The G.O.P., however, cannot take its appeal to blue-collar workers for granted. Evidence of their crossing party lines to vote for Reagan in the primaries is sparse, though they clearly helped in Illinois and Wisconsin. While it is true that union leaders have not yet attacked Reagan, there is no reason to assume they will not. Says Robert Neuman, deputy chairman of the Democratic National Committee: "Union leadership has been concerned with Carter and Kennedy. They haven't gotten to Reagan yet. When they do, I think they'll hold the rank and file on issues of concern to workers: right to work, OSHA. Reagan's views are dead wrong."
Right or wrong, Reagan is not likely to change them. In general he sees no reason to modify his opinions when he feels the rest of the country is coming around to his point of view. The best way to form a coalition, he thinks, is for other people to convert to his viewpoint. To an extent, this has happened. But he eventually will meet more resistance. At that point, will he give a little or stand adamantly on principle?

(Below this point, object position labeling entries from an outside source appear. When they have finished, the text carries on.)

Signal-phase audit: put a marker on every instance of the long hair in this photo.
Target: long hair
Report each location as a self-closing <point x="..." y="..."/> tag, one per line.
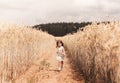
<point x="59" y="41"/>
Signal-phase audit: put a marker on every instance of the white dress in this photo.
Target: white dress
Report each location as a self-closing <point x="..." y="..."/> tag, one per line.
<point x="60" y="57"/>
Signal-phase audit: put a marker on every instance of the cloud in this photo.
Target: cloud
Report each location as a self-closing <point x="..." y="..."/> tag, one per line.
<point x="32" y="12"/>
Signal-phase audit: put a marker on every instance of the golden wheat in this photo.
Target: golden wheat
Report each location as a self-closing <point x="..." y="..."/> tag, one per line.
<point x="96" y="52"/>
<point x="19" y="47"/>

How Reagan orchestrates these various groups he needs to win the election will be a critical test of his leadership. If he seems to cater too much to the Southern fundamentalists, for example, he risks alienating urban ethnic voters in the North. Some of Reagan's backers in Detroit and elsewhere are demonstrating the zealotry that helped lose the election for Goldwater and lean perform the same feat for Reagan. Says Ed Meese, Reagan's chief of staff: "It is a difficult balancing act on some of these things, but it is a necessary one to reflect the broad spectrum of support Ronald Reagan gets."
Whether Reagan can accomplish what he intends will not be known until he is put to the test. Like many successful politicians, he is essentially an enigma. Says one shrewd Massachusetts Republican leader who has known and supported Reagan for many years: "I know George Bush. I know Howard Baker. I know Phil Crane. I know Bob Dole. I even know John Anderson. They all know me. But I don't know Ronald Reagan. If he came into a room where I was, someone would have to tell him my name. He is the most aloof politician I have ever encountered."